Çin´de sosyal denetim alanında seçilen yollar arasında "beyinden veri madenciliği" formülü, en ilginç yöntemlerden biri olarak dikkati çekiyor.
Hong Kong merkezli "South China Morning Post" gazetesinin haberine göre, Hangcou kentindeki Congcıng Elektrik adlı bir şirket, işçilerin beyin dalgalarını izlemek için onlara özel cihazların bulunduğu başlıklar takıyor. Şirket, beyin dalgalarını ölçen cihaz yardımıyla bu işçilerin performanslarını artırmaları için veri elde ediyor.
Bu teknoloji, aynı kentte bulunan State Grid adlı devlet elektrik şirketinde de kullanılırken, şirketin bu cihazı kullanmaya başladığı 2014´den bu yana üretim gelirini 2 milyar yüen (yaklaşık 315 milyon ABD doları) yükselttiği savunuluyor.

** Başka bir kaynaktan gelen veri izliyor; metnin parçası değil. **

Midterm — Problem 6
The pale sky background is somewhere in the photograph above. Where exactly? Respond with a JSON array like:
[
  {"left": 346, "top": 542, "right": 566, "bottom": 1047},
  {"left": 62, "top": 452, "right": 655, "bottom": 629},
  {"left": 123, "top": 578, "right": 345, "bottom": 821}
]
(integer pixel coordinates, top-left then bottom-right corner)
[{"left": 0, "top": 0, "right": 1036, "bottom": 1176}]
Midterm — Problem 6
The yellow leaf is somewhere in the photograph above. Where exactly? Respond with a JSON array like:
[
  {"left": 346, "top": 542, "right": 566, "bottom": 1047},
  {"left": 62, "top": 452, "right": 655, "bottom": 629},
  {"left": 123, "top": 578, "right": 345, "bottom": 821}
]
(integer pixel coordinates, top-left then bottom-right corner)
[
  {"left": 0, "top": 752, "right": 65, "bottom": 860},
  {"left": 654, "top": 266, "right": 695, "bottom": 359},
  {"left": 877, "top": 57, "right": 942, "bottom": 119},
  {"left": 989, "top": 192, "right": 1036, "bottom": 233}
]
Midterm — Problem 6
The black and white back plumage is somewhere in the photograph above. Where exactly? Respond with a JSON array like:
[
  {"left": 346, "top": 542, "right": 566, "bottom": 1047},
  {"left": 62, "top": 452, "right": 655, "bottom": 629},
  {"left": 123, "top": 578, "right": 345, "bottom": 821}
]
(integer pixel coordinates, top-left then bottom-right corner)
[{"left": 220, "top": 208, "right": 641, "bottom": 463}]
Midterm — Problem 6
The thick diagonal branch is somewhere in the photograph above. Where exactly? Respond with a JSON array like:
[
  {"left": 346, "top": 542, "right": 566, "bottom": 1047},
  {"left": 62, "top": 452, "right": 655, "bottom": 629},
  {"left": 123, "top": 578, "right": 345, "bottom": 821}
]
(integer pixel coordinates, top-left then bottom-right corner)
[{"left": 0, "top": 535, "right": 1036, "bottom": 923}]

Güvenlik kasklarında veya şapkalarda gizlenmiş hafif ve kablosuz sensörler, kullanıcının beyin dalgalarını sürekli izliyor, elde ettiği verileri depresyon, endişe veya öfke gibi duygusal durumları analiz etmesi için yapay zeka algoritmalarını kullanan merkezi bir bilgisayara aktarıyor.